Life Goes On

I bought this 1862 letter mainly because of the patriotic letterhead, which depicts Elmer E. Ellsworth, an early casualty of the Civil War, shot while he was exiting the Marshall House hotel in Alexandria after removing a Confederate flag from its roof. As the transcript shows, however, it’s a nice reminder of how ordinary life in America went on even while the war continued to rage.

Dated from the hamlet of Milwood in Kosciusko County, Indiana, the letter is written by a new bride, “Frank” Jones, with a postscript from her husband, J.R. Jones. There was a John R. Jones in the 1860 census in the area who listed himself as a schoolteacher, and who lived with a man named William, so he might be the new husband here. I haven’t been able to trace the couple beyond that, though.

Here is a transcript (original spelling retained):

Milwood, Ind. Jan. 24, 1862

My ever Dear Mother

Knowing that you will be anxious to hear from us, I shall improve the present moments in perusing a few lines to you again, to relieve your loving Motherly heart of any little anxiety which may disturb it on our account. We arrived at Bro. Hershberger’s on the 21st almost at our [apparently superfluous word] destination, and was cordially received had the turkey roste that they had promised John on the evening of our arrival.  Have made several calls with our neighbors have enjoyed the time as well I suppose as I well can, and  this day Jones took me sleighing on the great west to see my new house, and home. He has prepared a right good house and I think I can enjoy myself there with him, and think in a few years if fortune favors us we will have a pretty home, it will require a good deal of work until it is cleared up yet. Mother I did think it would have been pleasant if you and my other dear friends could have stepped into my house with me this day and hope that you will before a very great while. I do not know when we will get moved to ourselves but hope we can next week. Our goods had not arrived at Warsaw when we arrived there. Mr. Jones intends going up tomorrow to see after them, and to get a stove which I suppose they have got along by this time. We have very good sleighing here. I have had quite a number of slay-rides since we landed had been to church last evening. They got up a sled load of us and away we went. His Bro. Wm. preached. I don’t see much difference in there church to ours and people seem very sociable. I also enjoyed myself very pleasantly at Sister Susans they have now a very nice opening and a beautiful place to live, and appear to be getting along well. O Mother I did wish you could have been with us. I now you could not have helped but enjoyed yourself. They took us around slaying to see the neighborhood I liked the neighborhood very much. Mother I must now close hoping you are enjoying life pleasantly and have a good girl with you. I now close by saying I am well, and shall now introduce my husband. — My love to all the good people and let us hear from you often. Yours with a daughters love.

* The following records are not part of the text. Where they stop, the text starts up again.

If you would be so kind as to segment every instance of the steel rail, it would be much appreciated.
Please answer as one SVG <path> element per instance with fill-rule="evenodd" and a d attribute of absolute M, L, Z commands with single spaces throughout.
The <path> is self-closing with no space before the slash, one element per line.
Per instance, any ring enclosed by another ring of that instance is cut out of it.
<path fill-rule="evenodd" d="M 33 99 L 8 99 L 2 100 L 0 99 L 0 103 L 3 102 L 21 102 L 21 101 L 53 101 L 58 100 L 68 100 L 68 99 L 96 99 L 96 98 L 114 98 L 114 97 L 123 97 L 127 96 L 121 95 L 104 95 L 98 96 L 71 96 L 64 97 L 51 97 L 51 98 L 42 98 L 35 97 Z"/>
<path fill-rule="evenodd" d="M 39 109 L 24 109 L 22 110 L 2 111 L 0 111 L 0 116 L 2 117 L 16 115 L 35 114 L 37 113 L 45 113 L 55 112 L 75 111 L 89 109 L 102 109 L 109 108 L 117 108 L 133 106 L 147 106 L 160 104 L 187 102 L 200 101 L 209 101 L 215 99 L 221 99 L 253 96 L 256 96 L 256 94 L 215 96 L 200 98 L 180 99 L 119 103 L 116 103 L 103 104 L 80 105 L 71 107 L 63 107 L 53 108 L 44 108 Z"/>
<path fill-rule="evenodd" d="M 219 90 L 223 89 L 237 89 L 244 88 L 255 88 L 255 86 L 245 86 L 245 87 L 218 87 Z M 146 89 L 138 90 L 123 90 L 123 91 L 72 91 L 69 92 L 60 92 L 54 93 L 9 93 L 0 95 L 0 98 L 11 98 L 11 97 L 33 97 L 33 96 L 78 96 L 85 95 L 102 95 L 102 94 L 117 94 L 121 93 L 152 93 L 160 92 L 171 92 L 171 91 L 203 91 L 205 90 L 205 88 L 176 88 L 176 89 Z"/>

Mother [Stump?] as Frank has written about all perhaps that would be interesting to you at present therefore I shall only add a line. We are pretty near the same here now as when I left.  Hope this will find you enjoying life comfortably and in good health. Frank is very cheerful and enjoys good health no more at present yours truly J. R. Jones.

We shall write again as soon as we get moved and fairly set up.